They say a film can be measured by how often you check your watch, with the modern equivalent being a smartphone slipping out of your pocket. When watching Dracula Untold, the first feature film by Gary Shore, the audience lit up like starry night with iPhones and androids shining beams of light into the theater: boredom. The audience was bored, really bored, and I was too. Dracula Untold is bad, the worst sort of junk food, purchased, consumed, and quickly regretted. At some point during the viewing, you will ruminate on the greater loss: the money spent on your ticket or the time wasted watching. I have yet to personally decide. It’s not fun, certainly not funny, and least of all not amusing. Dracula is as if a montage of monster movie tropes was stretched and stretched, leaving awkward gaps in the narrative that need to occupied. Stupidity was used like spackle, and the result is incompressible. In the same way Batman Begins was a revisionist take (at least cinematically) on the caped crusader, Dracula reimagines the title character as a romantic hero, a William Wallace with fangs. The irony is that there’s nothing wrong with a flamboyant fantasy premise: such is the essence of the B movie. But Dracula Untold fails to satisfy on even the basest of levels.
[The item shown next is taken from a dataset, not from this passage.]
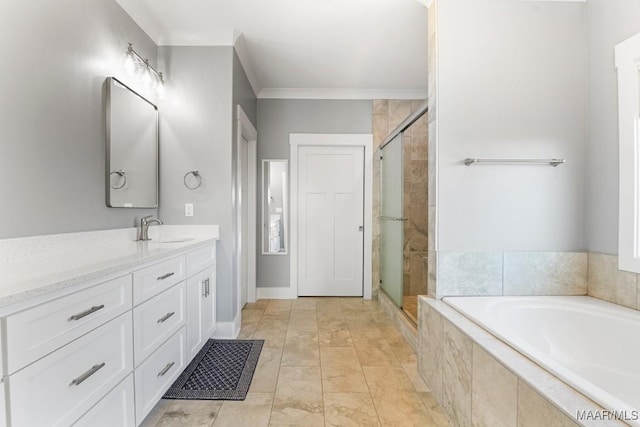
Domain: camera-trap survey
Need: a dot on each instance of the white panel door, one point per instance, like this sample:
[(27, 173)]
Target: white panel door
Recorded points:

Like the other fantasy film (based on a graphic novel of the same name) 300, the story catalyst is the threat of Turkish invasion. To sustain the Turkish Empire, couriers travel between ruled cities demanding a massive crop of children—including royalty—to be trained as combatants in the Turkish army. Vlad (Luke Evans), a prince of Transylvania, was offered as part of this system and, against all predictable odds, became a warrior famous for his ferocity. Covered literally and figuratively with scars, he returns home as the prized lord, but when it comes time to give his own son, he refuses. It’s an obvious convenience that in a nearby cave is a skulking vampire lord (a wonderful Charles Dance), with whom Vlad receives vampire powers as part of a deathly pact.
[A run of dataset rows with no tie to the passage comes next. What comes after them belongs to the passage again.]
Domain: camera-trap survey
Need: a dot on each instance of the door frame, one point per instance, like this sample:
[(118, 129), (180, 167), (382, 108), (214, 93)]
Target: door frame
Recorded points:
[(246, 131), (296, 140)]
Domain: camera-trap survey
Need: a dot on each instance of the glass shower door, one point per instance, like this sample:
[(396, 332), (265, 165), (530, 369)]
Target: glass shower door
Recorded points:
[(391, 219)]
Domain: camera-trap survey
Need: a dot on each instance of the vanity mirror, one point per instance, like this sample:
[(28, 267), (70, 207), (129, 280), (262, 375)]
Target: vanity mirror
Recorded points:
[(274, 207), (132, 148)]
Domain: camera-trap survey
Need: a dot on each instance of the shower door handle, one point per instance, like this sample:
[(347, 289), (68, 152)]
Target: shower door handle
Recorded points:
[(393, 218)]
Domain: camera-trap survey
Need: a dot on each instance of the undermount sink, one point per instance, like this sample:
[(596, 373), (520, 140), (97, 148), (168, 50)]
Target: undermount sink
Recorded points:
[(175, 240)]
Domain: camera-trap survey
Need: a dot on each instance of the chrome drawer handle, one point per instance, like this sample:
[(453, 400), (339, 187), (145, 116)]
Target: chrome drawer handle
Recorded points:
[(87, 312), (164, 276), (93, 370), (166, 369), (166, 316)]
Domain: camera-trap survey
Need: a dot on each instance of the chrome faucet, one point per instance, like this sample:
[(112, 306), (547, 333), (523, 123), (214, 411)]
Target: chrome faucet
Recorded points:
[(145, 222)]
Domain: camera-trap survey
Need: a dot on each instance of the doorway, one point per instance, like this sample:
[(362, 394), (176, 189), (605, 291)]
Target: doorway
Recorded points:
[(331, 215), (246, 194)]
Dracula gives its exposition like it’s talking with its mouth full: you really only get the general idea of what the film is trying to say. The film, more sleepwalker than nightwalker, lumbers through its fairytale story points like a someone giving a powerpoint presentation by reading off the slides. The mere inclusion of classic story tropes, like the supernatural pact that ends in X amount of time, visa vi Cinderella, doesn’t get credit just for showing up, and mostly comes off as insipid and lazy. Of the fantasy reimaginings that have become such a cash prize of movie studios—like the terrible Alice in Wonderland and this year’s flat Malevelent—the only film that has the decency to have an imagination was Snow White and the Huntsman. Little did I know that the modestly enjoyable Kristen Stewart/Chris Hemsworth vehicle would be the epitome of this strange genre. It did so much more than just show up, and even had the courtesy to film select scenes in 65mm film. The filmmakers clearly had a passion for the product, and it showed.
The ingredients are all there—dark greyscale skies, a lead actor with a Batman jawline and a genuine feeling of torment, intermittently ‘cool’ effect scenes—but they couldn’t be more undercooked. A classic trope is the wandering disciple, a character who worships and loves the power of a supernatural figure and becomes a submissive servant. Since that’s a staple of some horror, naturally it’s in Dracula Untold, but it’s given so little screen time that it’s obvious it was included for the pure sake of stuffing as much shit from other, better, movies in as possible. So much of Dracula feels like an afterthought one hopes there’s a substantially longer director’s cut, that the studio sucked the talent from the final film in an effort to “streamline”, but there’s no evidence beyond the absence of both content and quality to suggest this If it weren’t for the cast—who, it must be said, do appear to try—there would be little to enjoy. Even with an asinine script without an ounce of depth, Luke Evans is a charismatic lead, and his performance is a promise of better future roles. The closest point of comparison for Dracula aren’t other grim fantasy adventures, but Charlie Kaufman’s Synecdoche, New York. Like that film, the meaning behind scenes, characters, and even lines of dialogue, are uncertain, obtuse, and, at best, merely esoteric. The result is an inadvertently head-spinning 90 minute movie watching experience, and one of the year’s more unpleasant.